Nicorette Icy White 2mg Gum should be chewed slowly.

Smoking cessation

Adults

The strength of gum to be used will depend on the smoking habit of the individual. In general, if the patient smokes fewer than 20 cigarettes a day, Nicorette Icy White 2mg Gum is indicated. If more than 20 cigarettes per day are smoked Nicorette Icy White 4mg Gum will be needed to meet the withdrawal of the high serum nicotine levels from heavy smoking. The patient should be urged to stop smoking completely when initiating therapy with Nicorette Icy White Gum.

The chewing gum should be used whenever there is an urge to smoke according to the “chew and rest” technique described on the pack. After about 30 minutes of such use, the gum will be exhausted. Not more that 15 pieces of the chewing gum may be used each day. Absorption of nicotine is through the buccal mucosa, any nicotine which is swallowed being destroyed by the liver.

Nicorette Icy White 2mg Gum may be used for up to 3 months during which time the habits associated with smoking will be lost.
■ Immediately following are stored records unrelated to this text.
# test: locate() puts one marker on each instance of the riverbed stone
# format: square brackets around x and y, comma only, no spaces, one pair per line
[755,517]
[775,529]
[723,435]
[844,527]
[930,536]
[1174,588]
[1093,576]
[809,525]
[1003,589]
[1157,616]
For those using the 4mg Gum, the 2mg will be helpful during withdrawal.

If not successful after 12 weeks the patient should be encouraged to make a fresh attempt to stop smoking. This may necessitate full or partial re-treatment with an NRT programme.

Temporary Abstinence

During periods of temporary abstinence, the patient should use Nicorette Icy White Gum when required to relieve nicotine cravings and withdrawal symptoms.

The strength of gum to be used will depend on the smoking habits of the individual. In general, if the patient smokes fewer than 20 cigarettes a day, Nicorette Icy White 2mg Gum is indicated. If more that 20 per day are smoked Nicorette Icy White 4mg Gum is indicated.

Not more than 15 pieces of the gum should be used per day.

Smoking reduction

For smokers who are unwilling or unable to quit abruptly.

Use the gum whenever there is a strong urge to smoke in order to reduce the number of cigarettes smoked as far as possible and to refrain from smoking as long as possible.

The number of pieces of gum is variable and depends on the patients needs. Not more than 15 pieces of the gum should be used per day.

If a reduction in number of cigarettes per day has not been achieved after 6 weeks, professional advice should be sought.

Reduced tobacco consumption should lead to complete cessation of smoking. A quit attempt should be made as soon as the number of cigarettes has been reduced to a level whereby the smoker feels ready to quit completely, then start as outlined for “smoking cessation” as given above.

If the attempt to stop smoking completely has not been started within 6 months after the beginning of treatment, it is recommended to consult a healthcare professional.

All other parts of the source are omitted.